From Chicken Soup for the Soul of America

Hope from Abroad

You cannot spill a drop of American blood without spilling the blood of the whole world. .

. . We are not a nation, so much as a world.

Herman Melville

Omaha Beach, France. We’d spent most of the day on the road and had just sat down for a late dinner—8:30 P.M. in France, 4:30 P.M. in New York—when we heard the news.

The couple at the table next to us was from Ireland, and when they recognized our accents—we were, I believe, the only Americans in the seafront restaurant—the man asked if we knew.

Knew what?

And so it began for us: two Americans learning that more than 5,000 people back home had been murdered by terrorists.

Two Americans lost in the atrocities of the past—we were researching World War II for a book I’m writing—suddenly confronted with an atrocity of the present.

Two Americans who, for the next week, would be buffered—and frustrated—by being an ocean away from a homeland in mourning.

What a strange juxtaposition: to be listening to the waves wash ashore at Normandy, where fifty-seven years before, Allied troops stormed ashore to liberate northern Europe from the grasp of Germany—and, at the same time, watching CNN images of the World Trade Center collapsing after being attacked by terrorists.

Evil, I was reminded, never goes away. It simply lurks in the shadows of time, morphs to fit the technological advances and springs on another generation. Hitler, bin Laden—the monsters change, the methods change, but the madness that motivates them does not.

Earlier that day, we’d walked through the preserved ruins of a French village, Oradour-Sur-Glane. There, on June 10, 1944, its few hundred residents—like millions of New Yorkers on September 11, 2001—awoke to a place of peace and prosperity.

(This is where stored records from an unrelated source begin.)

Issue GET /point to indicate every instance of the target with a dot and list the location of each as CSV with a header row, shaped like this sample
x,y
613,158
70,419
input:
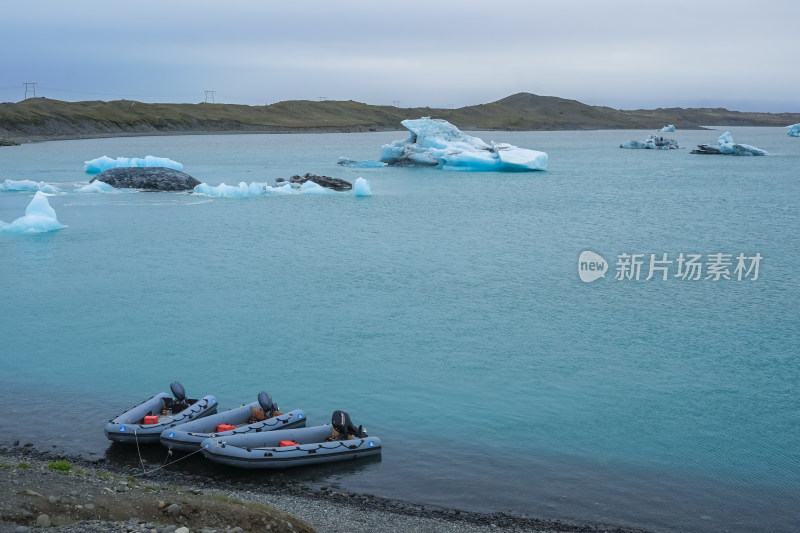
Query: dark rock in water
x,y
147,178
336,184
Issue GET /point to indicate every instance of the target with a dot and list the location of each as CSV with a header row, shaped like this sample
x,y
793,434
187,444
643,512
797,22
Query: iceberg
x,y
28,185
97,186
653,142
100,164
345,162
437,143
244,190
39,217
726,146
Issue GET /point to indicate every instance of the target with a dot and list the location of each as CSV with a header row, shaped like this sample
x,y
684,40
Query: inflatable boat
x,y
338,441
145,422
255,417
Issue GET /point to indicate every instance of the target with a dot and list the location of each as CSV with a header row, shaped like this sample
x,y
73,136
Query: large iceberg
x,y
437,143
726,146
653,142
100,164
28,185
39,217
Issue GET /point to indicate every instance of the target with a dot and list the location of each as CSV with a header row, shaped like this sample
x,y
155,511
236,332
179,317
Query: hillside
x,y
37,119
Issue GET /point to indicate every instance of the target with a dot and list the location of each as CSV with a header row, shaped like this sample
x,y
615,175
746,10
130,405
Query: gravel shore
x,y
41,491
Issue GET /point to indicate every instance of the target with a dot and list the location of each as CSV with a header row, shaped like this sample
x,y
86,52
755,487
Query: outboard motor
x,y
178,391
180,402
266,403
344,426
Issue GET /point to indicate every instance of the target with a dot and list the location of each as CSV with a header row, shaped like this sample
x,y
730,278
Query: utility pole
x,y
32,85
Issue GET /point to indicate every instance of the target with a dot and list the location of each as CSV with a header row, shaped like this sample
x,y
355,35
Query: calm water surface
x,y
445,313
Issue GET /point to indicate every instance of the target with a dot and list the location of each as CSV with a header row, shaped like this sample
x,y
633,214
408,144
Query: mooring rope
x,y
164,465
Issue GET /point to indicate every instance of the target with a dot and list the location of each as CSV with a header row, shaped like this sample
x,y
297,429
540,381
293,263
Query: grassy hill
x,y
38,119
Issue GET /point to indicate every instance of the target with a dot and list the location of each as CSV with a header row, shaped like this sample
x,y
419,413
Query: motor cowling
x,y
178,391
266,403
344,426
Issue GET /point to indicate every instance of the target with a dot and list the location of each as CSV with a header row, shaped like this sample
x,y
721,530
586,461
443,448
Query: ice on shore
x,y
653,142
39,217
28,185
726,146
437,143
244,190
100,164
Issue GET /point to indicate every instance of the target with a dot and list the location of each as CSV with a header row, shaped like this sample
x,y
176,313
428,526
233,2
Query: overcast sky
x,y
737,54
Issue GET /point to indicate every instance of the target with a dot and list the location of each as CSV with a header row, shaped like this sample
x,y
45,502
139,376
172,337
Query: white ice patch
x,y
104,163
39,217
437,143
28,185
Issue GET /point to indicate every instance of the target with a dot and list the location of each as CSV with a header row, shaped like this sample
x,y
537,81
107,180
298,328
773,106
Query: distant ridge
x,y
38,119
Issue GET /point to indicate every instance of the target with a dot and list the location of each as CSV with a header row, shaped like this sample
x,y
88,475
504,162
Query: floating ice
x,y
243,190
437,143
39,217
104,163
726,146
359,164
96,186
653,142
309,187
361,187
28,185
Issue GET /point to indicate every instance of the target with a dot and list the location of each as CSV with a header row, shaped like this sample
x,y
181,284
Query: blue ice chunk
x,y
104,163
96,186
361,187
39,217
359,164
437,143
28,185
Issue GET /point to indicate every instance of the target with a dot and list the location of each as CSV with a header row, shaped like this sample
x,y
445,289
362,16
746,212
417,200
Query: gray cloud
x,y
435,53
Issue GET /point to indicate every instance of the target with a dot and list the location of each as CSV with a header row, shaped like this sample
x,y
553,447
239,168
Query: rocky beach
x,y
41,491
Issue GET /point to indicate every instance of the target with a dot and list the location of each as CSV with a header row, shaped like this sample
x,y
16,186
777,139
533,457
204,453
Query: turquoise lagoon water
x,y
445,313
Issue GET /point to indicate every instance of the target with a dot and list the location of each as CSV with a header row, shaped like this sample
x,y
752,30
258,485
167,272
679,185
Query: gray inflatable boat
x,y
145,422
255,417
339,441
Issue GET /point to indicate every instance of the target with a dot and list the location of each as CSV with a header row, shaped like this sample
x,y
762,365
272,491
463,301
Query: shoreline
x,y
30,487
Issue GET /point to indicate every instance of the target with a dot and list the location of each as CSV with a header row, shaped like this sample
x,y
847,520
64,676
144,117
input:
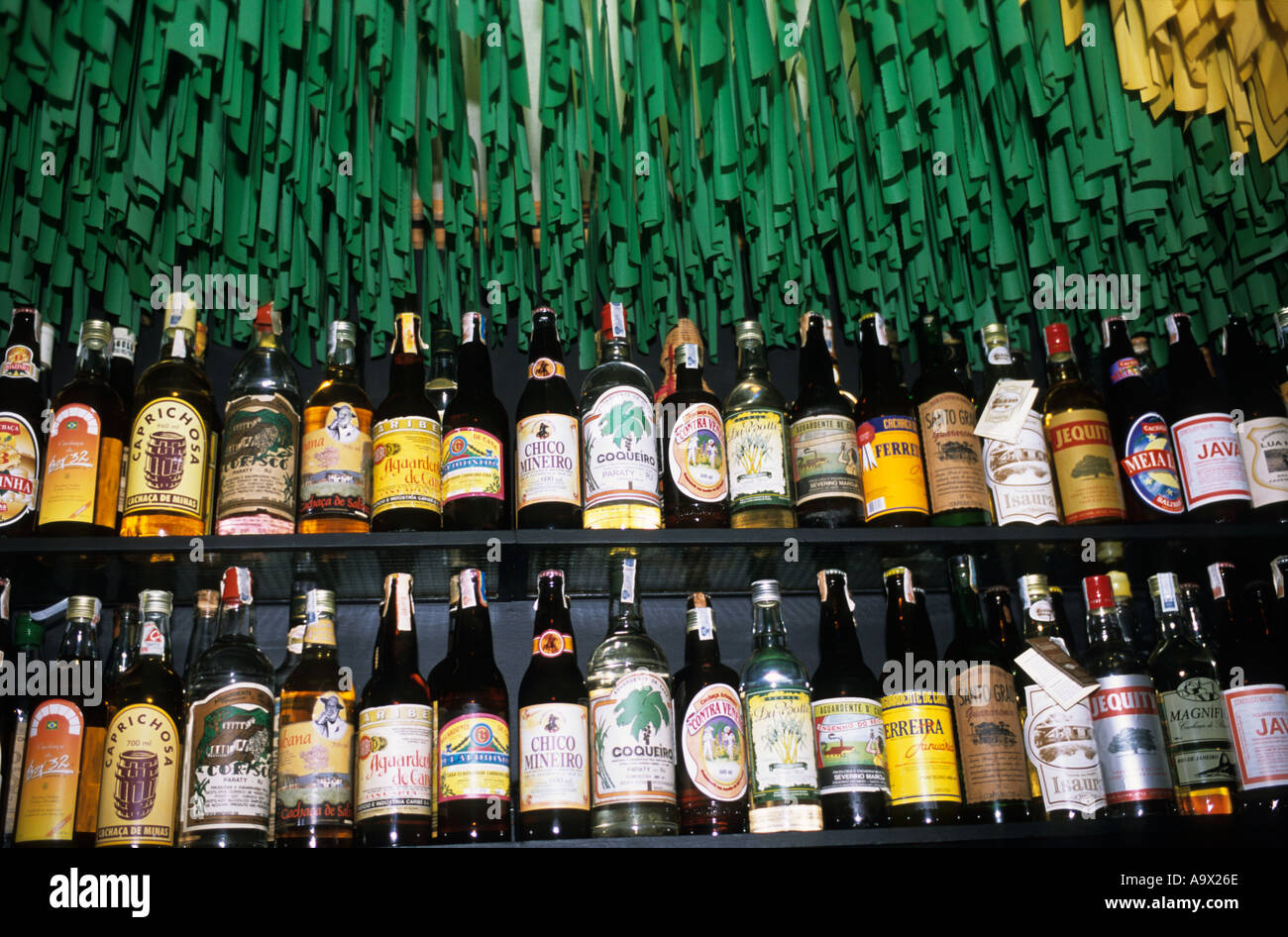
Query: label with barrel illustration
x,y
141,779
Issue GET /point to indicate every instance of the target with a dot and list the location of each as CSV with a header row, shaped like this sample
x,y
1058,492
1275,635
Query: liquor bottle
x,y
782,772
1263,426
695,484
1125,714
393,799
335,448
548,437
760,489
406,443
711,775
824,456
1141,441
258,468
554,739
1082,444
174,438
894,482
140,785
631,721
1207,443
64,747
82,465
1018,473
1189,694
476,442
22,441
228,723
617,437
945,411
314,748
853,781
473,726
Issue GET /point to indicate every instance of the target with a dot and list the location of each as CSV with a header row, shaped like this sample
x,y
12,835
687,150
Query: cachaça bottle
x,y
140,784
1018,473
22,438
406,442
64,746
853,781
631,721
782,772
618,446
314,749
695,485
391,794
1125,714
894,481
1207,443
546,435
554,736
335,450
945,412
473,742
1082,444
824,455
1141,441
476,442
1189,692
174,437
760,488
921,755
711,774
258,469
228,725
82,465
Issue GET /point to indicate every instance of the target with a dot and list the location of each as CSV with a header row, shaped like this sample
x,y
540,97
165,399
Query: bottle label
x,y
258,467
548,465
168,461
1086,467
712,743
314,782
141,779
1209,451
48,807
20,468
893,479
1258,725
472,465
990,735
621,454
1129,740
335,463
554,772
953,465
696,454
393,773
1149,465
824,459
81,469
758,460
404,471
632,756
1019,476
228,751
1198,738
850,746
1061,748
1263,444
475,759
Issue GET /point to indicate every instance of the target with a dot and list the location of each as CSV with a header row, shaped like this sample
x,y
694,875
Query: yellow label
x,y
141,779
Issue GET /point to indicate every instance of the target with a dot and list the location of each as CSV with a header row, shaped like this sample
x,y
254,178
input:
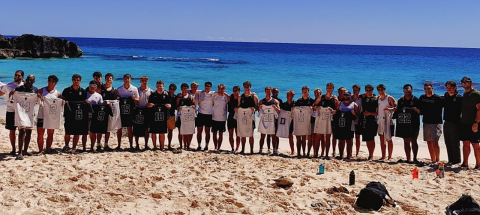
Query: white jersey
x,y
24,108
267,116
51,112
323,122
187,117
45,94
143,97
114,121
245,119
301,120
384,118
95,98
283,124
205,102
125,93
219,108
7,89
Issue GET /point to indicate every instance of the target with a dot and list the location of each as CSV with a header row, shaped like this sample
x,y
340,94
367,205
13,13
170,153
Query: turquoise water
x,y
286,66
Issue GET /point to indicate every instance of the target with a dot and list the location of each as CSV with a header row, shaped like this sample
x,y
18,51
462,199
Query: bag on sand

But with the same suddenness as the attack on the World Trade Center, German troops rolled into town and massacred virtually everyone: men, women and children.

By the end of the day, 642 lay dead and the village had been burned to its stone foundations.

“Man’s inhumanity to man,” I heard a man mutter after witnessing the chilling remains of the village, eerily replete with everything from charred dishes to children’s bikes.

The next morning—the day after we’d heard the news from home—we walked among the 9,386 graves at the American Military Cemetery above Omaha Beach.

Chimes played “My Country, ’Tis of Thee.” American and French flags, both at half-staff, fluttered in the brisk breeze. And on the beach below, a couple of sand yachts slalomed beside surf once colored with blood.

Now came news of more blood following an attack that, unlike the Normandy invasion, wasn’t done to liberate the oppressed, but to oppress the liberated.

Not until we placed a phone call home did we realize the scope of the terrorist attack. We were traveling France’s back roads and didn’t see English newspapers and English TV broadcasts until days later.

In a sense, the language barrier protected us from the pain; we weren’t barraged, as others were, with constant news reports. Nor, because of the language difference, were we conversing with others about what had happened.

And yet, being thousands of miles away from our friends, family and community also meant a strange sense of disconnectedness tinged with guilt. No matter how far off the beaten path we ventured, sometimes on roads not much wider than our rented Renault, the news from home stalked us.

Meanwhile, though, we sensed that America’s pain was Europe’s pain. While we were at a D-Day museum, a British schoolmaster cautioned his students to treat Americans with extra respect because of what had happened. On back roads in Luxembourg, the country’s flags hung from windows, tied with black “mourning” bands. Once, not far from where Allied troops fought German troops in the bitter Battle of the Bulge, we came across a memorial for the 80th Infantry. It overlooked a beautiful valley and was anchored by two flags, both half-staffed: an American flag and a Luxembourg flag.

We couldn’t help but notice the Stars and Stripes had, in the heavy wind, ripped loose from one of its two grommets. It was flying wildly out of control—and yet with a certain amount of tenacity, battered but not beaten, like the country itself.

Finally, on a drizzly Saturday, not far from Liege, Belgium, and the German border, we scanned the white markers of yet another American military cemetery, where more than 7,000 U.S. soldiers had been buried. As I looked at the sea of white crosses and Star of David symbols, I couldn’t help but think this was roughly the number of people who had died in the terrorist attacks.

It left me feeling despondent, contrasting the pain of the past with the pain of the present. Would we ever get beyond man’s humanity to man? Hadn’t the world learned anything in the last half-century-plus?

But just when I had resigned myself to a bleak world in which nobody seemed to care about one another, an incident whispered hope to me.

I’d been interviewing the cemetery’s supervisor—the subject of a book I’m writing was once buried on these grounds—when a man with a handful of daisies poked his head in the door.

He was roughly the same age that many of these U.S. soldiers from World War II would have been had they lived. He was German. He spoke little English. And he was, I discerned, seeking a vase.

“Who are the flowers for?” asked the supervisor.

“For New York,” he said, “and Washington.”